Temple of Hatshepsut in Del el-Bahri is fraught with many more mysteries, most of which, most likely, will remain unsolved. In the meantime, the best scientists in the world are puzzling over the secrets of this sacred place, here are a few facts from what we know:

    1. When power in the country returned to Thutmose III, he did everything to make the memory of the great ruler disappear forever. During that period, not only statues and relief images of a woman-pharaoh, but also rock inscriptions containing any mention of her name were erased and destroyed in the temple. The main part of the sculptures was buried near the sanctuary and found during the next archaeological excavations.
    2. At about the same time, faces of great healers appeared next to the images of the god Ra, and people who assured the holiness of this place came to be healed of a variety of diseases. The walls of the complex to this day keep pleas for recovery and deliverance from torment.
  1. As many as 2 chapels are dedicated to God Anubis in the temple of Queen Hatshepsut (Egypt) – on the lower and upper tiers. Why exactly 2 is not known for certain. One can only guess that in this way the queen decided to emphasize the special role of the “guardian of the scales” in the life of every person.
  2. On the walls of Jeser Jeseru, there are often portraits of Senmut himself, but in order to examine them, you need to be very careful. The fact is that the main part of the images is located near the doorways, so they are always hidden behind the opened door.

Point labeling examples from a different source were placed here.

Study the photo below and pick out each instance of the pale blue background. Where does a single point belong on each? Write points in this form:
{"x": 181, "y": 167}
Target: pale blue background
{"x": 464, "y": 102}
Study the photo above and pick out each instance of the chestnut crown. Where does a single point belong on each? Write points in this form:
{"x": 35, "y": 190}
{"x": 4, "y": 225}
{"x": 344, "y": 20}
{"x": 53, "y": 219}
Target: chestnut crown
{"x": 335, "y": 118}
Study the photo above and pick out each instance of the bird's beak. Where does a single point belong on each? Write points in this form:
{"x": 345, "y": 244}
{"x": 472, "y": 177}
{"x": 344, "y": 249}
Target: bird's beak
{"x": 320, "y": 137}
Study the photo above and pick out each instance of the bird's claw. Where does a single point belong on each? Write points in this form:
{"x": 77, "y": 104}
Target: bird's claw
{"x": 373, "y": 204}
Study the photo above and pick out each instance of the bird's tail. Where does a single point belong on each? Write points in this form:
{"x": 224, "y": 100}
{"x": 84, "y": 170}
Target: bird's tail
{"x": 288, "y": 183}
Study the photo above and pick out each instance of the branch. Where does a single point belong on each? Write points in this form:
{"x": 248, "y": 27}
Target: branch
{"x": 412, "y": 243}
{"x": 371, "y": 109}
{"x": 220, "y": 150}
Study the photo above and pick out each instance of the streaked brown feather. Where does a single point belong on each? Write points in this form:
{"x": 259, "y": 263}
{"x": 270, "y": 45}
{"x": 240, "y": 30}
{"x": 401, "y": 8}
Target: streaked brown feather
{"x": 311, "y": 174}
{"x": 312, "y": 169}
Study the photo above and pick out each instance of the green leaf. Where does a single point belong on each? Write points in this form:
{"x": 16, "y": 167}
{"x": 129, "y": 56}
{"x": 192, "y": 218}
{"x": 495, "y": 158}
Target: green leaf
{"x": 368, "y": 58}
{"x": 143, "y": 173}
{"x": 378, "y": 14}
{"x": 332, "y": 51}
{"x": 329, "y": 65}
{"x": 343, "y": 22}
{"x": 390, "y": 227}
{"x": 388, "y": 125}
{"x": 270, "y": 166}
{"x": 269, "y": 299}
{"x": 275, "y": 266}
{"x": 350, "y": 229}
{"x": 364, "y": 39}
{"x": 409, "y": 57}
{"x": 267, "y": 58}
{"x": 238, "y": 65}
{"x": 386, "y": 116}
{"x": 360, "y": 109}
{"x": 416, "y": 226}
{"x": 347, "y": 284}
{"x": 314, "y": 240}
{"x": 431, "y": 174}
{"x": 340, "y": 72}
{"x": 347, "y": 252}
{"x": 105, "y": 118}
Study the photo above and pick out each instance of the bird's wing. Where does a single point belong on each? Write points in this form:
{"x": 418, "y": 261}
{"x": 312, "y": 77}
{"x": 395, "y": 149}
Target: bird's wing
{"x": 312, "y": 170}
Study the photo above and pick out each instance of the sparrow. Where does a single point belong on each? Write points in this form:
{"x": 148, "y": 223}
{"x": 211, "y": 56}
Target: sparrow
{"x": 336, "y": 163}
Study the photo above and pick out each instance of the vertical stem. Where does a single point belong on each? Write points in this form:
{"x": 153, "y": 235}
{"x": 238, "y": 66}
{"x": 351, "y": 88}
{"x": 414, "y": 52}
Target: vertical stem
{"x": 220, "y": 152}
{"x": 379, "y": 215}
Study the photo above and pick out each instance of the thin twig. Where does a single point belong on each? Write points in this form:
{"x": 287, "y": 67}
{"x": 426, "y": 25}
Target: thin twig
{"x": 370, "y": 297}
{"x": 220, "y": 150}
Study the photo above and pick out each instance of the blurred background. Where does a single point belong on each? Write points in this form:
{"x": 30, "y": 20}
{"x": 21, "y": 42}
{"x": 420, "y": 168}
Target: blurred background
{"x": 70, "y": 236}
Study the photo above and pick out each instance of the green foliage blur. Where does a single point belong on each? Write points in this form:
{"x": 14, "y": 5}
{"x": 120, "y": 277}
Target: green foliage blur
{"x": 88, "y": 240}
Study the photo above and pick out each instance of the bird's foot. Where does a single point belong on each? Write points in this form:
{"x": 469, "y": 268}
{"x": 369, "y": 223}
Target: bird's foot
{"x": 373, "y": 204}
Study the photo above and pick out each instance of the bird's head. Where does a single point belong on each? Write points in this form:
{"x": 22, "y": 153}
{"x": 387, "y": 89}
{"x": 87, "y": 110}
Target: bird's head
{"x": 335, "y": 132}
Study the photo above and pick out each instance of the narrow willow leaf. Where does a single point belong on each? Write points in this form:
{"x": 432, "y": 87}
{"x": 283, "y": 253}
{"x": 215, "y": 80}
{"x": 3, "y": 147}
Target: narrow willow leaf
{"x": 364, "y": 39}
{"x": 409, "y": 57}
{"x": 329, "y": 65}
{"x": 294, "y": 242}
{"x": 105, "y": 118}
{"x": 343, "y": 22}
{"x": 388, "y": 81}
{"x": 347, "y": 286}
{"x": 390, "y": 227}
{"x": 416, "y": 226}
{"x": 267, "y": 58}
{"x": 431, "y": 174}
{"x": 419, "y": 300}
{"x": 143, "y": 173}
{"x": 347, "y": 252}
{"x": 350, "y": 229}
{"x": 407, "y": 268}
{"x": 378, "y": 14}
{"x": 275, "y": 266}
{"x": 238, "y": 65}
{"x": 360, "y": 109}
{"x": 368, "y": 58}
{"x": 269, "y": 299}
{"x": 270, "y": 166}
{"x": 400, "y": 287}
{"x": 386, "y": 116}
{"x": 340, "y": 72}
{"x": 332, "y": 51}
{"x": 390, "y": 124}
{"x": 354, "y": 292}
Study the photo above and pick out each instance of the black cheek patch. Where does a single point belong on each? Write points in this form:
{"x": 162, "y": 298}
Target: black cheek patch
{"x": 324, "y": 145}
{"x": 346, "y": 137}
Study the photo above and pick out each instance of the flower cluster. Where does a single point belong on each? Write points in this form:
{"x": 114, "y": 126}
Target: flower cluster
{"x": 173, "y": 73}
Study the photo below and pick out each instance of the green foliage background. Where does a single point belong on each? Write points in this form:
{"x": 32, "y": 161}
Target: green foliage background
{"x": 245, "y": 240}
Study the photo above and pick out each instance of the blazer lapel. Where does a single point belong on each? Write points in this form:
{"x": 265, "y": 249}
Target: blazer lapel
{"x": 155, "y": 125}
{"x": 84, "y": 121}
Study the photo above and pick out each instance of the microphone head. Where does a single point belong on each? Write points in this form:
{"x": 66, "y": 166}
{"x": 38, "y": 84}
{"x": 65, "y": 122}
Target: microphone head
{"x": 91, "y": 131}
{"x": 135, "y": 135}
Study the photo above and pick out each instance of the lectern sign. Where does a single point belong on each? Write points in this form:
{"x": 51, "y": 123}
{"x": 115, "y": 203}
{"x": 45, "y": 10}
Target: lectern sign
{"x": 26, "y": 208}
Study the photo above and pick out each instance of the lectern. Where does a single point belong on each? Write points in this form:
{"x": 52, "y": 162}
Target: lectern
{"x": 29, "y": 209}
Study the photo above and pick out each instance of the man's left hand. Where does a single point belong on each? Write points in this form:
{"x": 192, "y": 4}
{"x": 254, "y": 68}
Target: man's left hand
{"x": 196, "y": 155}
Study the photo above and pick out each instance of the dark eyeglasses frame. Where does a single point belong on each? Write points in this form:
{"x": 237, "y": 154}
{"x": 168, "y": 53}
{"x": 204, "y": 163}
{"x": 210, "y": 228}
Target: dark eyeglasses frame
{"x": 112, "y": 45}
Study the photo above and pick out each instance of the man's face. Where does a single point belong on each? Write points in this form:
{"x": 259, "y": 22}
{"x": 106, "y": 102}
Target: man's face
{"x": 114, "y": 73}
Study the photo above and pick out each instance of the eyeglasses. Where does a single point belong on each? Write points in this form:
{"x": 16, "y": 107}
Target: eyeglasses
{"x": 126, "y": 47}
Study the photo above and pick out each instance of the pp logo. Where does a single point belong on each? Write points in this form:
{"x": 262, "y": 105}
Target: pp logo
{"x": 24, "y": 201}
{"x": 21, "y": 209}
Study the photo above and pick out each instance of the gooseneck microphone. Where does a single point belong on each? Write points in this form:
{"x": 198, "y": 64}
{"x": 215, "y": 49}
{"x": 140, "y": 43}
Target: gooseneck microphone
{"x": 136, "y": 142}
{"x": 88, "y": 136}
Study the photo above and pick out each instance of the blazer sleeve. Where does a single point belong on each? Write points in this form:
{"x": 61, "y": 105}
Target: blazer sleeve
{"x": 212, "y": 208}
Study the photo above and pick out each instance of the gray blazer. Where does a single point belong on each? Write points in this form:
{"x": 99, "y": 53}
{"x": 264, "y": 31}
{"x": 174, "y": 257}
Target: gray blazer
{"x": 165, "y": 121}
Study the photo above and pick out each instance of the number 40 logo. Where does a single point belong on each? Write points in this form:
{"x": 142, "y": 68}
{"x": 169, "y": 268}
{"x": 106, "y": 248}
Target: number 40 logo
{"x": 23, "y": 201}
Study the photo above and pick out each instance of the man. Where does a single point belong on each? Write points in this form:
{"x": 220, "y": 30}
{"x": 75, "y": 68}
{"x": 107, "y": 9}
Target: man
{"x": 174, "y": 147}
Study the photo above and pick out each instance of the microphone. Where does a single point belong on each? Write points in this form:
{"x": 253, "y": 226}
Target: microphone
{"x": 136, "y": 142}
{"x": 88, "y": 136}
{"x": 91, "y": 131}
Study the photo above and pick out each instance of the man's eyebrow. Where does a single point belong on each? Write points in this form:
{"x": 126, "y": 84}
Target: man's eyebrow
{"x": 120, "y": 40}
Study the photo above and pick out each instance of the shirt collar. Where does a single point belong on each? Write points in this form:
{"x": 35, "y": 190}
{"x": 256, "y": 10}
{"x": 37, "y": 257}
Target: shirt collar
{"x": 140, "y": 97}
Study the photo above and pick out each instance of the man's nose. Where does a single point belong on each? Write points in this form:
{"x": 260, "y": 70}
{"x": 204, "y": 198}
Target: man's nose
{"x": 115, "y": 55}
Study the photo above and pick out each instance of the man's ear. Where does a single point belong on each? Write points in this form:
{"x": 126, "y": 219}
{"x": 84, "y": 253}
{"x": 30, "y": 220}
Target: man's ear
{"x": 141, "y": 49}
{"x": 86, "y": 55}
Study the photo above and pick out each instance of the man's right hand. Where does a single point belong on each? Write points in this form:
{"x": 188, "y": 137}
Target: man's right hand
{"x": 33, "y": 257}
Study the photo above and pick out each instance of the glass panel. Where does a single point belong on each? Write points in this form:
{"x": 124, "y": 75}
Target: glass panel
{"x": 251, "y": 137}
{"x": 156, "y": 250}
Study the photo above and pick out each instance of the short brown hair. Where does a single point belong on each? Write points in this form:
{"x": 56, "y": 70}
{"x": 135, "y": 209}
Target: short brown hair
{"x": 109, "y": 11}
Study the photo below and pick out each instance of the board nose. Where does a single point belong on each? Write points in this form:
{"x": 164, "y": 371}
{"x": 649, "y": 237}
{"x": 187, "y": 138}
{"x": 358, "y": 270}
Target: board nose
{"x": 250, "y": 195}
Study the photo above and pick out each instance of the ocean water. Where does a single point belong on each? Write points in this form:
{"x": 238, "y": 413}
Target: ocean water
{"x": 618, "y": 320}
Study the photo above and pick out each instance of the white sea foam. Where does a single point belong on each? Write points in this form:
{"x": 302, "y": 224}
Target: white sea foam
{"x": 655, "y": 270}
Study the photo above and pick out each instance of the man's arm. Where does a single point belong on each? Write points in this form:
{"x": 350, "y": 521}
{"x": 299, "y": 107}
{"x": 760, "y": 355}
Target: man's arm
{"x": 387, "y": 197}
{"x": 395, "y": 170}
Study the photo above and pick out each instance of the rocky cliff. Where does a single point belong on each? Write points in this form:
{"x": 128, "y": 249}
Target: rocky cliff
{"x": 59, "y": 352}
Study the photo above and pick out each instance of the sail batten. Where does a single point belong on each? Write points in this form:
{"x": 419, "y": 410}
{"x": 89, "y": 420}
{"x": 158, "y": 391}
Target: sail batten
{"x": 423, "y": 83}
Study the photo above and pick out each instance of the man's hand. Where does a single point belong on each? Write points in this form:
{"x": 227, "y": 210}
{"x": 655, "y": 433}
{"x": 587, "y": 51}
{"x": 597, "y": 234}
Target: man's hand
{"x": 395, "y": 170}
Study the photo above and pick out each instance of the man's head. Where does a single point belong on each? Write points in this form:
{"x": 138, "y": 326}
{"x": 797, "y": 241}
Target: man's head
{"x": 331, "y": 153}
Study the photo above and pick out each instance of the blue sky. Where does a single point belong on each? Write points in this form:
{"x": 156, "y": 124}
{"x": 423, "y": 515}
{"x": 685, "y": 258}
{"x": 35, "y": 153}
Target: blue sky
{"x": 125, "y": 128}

  3. The famous Egyptian architect had another rather daring idea. Wanting to stay as close as possible to the sanctuary he created, he began to build his own tomb. But since the terrace, which the architect was looking for, belonged to the supreme god, Hatshepsut regarded this as an encroachment on the sacred land. It is for this reason that the work on the tomb was never completed.
  4. Despite the fact that the temple of Hatshepsut is a funeral one, the queen herself was buried in a huge crypt, located in the immediate vicinity of this place. At one time, they even tried to connect it to the sanctuary with a special underground passage, but whether it actually exists has remained unknown.